The secondary spike (1) is read in kilovolts (kV) and is the energy required to overcome all secondary resistance and bridge the gap of the spark plug under compression. It is impacted by many factors, including the condition of the secondary wires, cap, and rotor; the gap of the spark plug; the cylinder pressure in the bore; and the air/fuel ratio. The proper name for the secondary spike is the ionization voltage. It normally takes 5 to 10 kV (5,000 to 10,000 volts) to get the arc going at idle in a typical engine.
More energy is always required to light the spark plug than to maintain the arc, in much the same manner that it is harder to get a car rolling from a stop than to keep it moving. Section (2) is identified as the firing line. It represents the amount of energy removed from the coil to keep the spark plug arcing and also shows how long the spark plug remained lit in milliseconds. A good electronic ignition system should have the capability to keep the plug burning at idle for at least 1.5 ms. When designing an ignition system, engineers do not reference this reading but instead look to maintain an arc for 20 degrees of crankshaft rotation.

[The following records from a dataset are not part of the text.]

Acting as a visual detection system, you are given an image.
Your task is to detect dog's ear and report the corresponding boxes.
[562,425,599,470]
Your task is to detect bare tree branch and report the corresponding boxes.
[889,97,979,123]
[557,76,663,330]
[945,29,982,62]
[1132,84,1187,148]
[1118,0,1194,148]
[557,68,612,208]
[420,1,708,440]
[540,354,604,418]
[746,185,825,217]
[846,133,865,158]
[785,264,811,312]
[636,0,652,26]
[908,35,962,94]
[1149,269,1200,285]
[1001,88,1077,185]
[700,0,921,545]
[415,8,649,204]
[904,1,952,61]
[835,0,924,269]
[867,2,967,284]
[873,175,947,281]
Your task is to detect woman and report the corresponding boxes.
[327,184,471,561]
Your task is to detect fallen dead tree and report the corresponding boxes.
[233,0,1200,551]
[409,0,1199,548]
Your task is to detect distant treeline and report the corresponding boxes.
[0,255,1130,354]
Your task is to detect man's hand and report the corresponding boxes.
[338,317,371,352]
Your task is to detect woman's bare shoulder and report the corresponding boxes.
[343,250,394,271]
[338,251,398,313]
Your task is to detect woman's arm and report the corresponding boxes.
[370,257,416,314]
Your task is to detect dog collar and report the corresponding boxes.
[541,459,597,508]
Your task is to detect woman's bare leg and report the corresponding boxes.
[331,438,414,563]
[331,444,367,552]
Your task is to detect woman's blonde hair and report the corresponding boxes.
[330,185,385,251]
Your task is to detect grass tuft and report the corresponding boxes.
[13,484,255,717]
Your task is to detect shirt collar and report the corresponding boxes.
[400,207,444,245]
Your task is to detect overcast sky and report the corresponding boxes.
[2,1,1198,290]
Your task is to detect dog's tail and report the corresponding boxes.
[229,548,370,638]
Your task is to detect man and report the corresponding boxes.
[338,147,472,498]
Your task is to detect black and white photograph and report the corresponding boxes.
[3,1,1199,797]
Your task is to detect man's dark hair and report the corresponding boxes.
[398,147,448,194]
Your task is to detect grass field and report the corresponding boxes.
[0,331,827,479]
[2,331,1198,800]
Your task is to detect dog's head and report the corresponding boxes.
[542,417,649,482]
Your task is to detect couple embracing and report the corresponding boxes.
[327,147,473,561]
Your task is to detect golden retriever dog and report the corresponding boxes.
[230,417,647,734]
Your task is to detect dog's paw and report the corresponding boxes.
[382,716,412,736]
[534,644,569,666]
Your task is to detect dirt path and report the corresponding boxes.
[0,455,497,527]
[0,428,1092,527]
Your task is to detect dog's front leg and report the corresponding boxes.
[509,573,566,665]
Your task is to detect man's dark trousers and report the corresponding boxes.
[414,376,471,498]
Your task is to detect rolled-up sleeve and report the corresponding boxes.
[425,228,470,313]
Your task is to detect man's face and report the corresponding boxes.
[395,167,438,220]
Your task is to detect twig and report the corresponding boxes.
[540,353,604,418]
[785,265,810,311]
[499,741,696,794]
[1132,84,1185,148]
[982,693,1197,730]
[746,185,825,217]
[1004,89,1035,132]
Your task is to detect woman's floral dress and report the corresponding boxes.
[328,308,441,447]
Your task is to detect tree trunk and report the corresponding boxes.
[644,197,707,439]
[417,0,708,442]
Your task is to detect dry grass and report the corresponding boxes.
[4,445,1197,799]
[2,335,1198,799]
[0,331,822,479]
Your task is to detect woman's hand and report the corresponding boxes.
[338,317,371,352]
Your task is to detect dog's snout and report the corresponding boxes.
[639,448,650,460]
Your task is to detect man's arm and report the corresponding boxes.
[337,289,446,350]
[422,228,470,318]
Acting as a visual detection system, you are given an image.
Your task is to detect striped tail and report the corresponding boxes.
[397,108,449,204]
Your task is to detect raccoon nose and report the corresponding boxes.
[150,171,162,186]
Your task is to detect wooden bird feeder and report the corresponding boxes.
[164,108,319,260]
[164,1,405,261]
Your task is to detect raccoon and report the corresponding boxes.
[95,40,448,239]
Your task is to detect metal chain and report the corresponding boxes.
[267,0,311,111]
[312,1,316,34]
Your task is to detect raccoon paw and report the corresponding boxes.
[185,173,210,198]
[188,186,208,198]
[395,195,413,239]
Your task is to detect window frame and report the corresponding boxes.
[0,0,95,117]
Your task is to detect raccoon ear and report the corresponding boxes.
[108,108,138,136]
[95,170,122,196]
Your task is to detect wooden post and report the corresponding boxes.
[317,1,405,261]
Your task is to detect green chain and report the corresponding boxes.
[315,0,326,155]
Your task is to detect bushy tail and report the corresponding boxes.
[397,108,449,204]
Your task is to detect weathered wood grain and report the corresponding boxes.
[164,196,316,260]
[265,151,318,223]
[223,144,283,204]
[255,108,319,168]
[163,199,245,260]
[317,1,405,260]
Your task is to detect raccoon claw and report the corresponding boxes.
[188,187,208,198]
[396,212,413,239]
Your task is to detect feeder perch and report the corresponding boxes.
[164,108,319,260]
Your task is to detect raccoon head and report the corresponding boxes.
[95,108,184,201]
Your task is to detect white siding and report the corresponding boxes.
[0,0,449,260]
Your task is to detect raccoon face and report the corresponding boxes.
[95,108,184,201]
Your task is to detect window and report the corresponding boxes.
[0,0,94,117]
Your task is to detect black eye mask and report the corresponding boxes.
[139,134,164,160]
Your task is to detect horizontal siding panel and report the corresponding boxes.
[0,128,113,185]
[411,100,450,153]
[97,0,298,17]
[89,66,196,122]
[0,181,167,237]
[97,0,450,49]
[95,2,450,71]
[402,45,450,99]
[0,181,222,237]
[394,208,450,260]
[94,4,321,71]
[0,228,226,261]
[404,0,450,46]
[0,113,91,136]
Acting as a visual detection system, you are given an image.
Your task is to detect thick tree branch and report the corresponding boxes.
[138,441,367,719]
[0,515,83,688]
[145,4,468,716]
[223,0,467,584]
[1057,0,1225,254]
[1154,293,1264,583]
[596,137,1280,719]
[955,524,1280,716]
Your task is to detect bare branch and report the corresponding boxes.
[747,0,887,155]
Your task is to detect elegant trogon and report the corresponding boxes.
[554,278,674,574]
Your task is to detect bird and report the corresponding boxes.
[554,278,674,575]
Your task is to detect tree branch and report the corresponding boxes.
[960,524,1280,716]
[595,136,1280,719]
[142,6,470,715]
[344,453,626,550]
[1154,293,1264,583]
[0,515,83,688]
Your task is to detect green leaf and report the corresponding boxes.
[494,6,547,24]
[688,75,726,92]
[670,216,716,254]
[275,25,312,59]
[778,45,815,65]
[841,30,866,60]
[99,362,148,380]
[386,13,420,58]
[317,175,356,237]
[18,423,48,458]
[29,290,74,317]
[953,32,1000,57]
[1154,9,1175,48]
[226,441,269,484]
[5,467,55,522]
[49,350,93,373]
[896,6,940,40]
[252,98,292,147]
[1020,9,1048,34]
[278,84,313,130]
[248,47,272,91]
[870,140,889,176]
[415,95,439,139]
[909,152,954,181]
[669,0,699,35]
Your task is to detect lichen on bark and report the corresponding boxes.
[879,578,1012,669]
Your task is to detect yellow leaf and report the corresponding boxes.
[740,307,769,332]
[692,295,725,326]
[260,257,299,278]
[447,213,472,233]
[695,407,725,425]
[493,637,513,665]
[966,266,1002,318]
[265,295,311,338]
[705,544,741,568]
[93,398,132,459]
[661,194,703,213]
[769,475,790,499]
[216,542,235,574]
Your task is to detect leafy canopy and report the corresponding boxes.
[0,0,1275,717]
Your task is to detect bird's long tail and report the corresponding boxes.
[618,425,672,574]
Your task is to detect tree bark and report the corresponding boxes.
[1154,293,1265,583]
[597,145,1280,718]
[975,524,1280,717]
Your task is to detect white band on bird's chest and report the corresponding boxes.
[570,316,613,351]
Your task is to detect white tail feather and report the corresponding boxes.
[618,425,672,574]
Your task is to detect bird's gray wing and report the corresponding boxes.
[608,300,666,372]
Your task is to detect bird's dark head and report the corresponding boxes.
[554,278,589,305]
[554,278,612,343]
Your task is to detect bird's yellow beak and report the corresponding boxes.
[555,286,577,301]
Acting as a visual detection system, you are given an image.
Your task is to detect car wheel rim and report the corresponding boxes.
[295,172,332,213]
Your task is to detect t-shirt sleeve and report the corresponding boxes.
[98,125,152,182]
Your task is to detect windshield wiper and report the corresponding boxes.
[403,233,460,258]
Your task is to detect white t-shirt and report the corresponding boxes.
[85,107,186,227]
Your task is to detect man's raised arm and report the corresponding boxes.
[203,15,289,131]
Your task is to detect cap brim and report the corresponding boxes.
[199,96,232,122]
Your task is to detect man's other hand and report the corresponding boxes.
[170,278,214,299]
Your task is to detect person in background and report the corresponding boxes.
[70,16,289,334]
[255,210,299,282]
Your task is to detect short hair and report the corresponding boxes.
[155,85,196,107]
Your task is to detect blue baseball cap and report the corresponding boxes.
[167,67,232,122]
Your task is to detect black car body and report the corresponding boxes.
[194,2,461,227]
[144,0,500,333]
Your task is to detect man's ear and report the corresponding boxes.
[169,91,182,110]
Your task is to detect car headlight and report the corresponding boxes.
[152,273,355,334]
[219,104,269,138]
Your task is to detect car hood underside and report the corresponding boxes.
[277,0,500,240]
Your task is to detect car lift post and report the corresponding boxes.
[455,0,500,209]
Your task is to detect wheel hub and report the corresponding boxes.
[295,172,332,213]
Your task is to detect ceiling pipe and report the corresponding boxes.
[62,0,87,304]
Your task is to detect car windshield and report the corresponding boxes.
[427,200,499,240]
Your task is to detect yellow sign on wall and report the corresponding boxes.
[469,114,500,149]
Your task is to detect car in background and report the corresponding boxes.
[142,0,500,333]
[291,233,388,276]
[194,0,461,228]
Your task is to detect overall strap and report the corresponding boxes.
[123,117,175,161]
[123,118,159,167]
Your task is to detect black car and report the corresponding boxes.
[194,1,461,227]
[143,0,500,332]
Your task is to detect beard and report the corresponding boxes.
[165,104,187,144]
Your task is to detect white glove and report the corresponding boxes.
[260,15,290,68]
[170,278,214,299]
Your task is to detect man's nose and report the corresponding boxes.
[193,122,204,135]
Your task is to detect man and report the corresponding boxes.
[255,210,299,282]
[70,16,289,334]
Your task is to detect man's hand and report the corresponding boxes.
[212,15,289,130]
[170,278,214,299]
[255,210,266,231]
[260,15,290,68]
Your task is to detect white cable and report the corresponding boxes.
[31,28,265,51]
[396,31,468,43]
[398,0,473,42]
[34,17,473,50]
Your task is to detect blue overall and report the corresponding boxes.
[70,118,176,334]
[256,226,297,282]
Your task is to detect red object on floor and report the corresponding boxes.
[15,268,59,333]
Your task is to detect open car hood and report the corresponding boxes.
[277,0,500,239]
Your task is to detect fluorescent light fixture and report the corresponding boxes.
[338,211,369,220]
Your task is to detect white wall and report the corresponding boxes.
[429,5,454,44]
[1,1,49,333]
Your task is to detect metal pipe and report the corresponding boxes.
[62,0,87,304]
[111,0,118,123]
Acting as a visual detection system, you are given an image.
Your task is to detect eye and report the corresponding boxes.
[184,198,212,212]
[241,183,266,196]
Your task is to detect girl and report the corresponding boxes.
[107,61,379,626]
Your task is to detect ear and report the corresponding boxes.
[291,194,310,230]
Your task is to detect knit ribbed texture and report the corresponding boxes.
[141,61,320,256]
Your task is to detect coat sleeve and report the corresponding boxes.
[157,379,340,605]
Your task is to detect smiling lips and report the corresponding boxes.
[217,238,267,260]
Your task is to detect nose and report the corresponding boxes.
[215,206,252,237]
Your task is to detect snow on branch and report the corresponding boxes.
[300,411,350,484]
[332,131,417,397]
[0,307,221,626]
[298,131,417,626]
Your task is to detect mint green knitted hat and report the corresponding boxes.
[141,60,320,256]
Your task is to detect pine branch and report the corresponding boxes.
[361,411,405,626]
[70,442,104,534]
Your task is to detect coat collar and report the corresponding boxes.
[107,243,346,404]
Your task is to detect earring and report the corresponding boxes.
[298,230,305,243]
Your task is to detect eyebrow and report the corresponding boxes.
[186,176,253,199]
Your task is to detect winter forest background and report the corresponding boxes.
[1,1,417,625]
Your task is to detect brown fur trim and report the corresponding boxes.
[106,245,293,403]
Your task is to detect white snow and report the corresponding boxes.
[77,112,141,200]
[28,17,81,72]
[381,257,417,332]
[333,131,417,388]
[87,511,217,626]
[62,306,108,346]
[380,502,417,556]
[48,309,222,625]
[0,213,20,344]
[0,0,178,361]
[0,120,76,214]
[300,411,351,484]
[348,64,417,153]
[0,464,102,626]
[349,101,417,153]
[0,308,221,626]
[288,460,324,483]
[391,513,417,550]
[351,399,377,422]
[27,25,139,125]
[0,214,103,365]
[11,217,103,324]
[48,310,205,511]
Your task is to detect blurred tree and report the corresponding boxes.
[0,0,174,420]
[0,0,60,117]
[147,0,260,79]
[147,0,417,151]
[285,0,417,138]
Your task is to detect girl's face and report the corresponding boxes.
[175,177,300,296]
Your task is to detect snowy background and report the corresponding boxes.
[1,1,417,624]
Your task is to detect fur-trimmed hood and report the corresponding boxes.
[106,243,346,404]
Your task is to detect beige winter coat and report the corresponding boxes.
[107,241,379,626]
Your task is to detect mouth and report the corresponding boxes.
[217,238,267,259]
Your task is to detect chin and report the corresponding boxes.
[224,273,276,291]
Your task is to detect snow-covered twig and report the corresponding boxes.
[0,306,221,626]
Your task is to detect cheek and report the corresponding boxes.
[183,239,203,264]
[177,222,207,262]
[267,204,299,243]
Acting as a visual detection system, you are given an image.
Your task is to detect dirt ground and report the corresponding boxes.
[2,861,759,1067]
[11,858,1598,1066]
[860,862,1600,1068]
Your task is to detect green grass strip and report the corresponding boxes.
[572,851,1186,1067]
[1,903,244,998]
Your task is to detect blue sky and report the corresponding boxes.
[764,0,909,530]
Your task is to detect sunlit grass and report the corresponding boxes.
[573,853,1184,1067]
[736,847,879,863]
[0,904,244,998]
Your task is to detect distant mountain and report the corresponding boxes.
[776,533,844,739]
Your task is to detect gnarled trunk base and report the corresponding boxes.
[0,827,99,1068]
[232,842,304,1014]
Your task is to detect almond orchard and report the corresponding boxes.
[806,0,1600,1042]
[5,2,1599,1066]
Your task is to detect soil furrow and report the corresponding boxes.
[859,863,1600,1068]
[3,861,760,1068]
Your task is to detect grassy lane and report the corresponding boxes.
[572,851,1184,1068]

The firing line is important since it would reveal a break in an ignition wire that is smaller than the gap of the spark plug. If a plug wire has a 0.035-inch break and the spark plug gap is 0.045 inch, the ionization voltage may not be impacted but the firing line would be. A normal firing-line height would be between 0.9 and 1.2 kV. The shape of the firing line indicates the air/fuel ratio of the cylinder. Ideally the line should remain flat. One that tilts upward shows a lean mixture and the additional energy required to keep the plug arcing. A firing line that tilts down is the result of an overly rich mixture.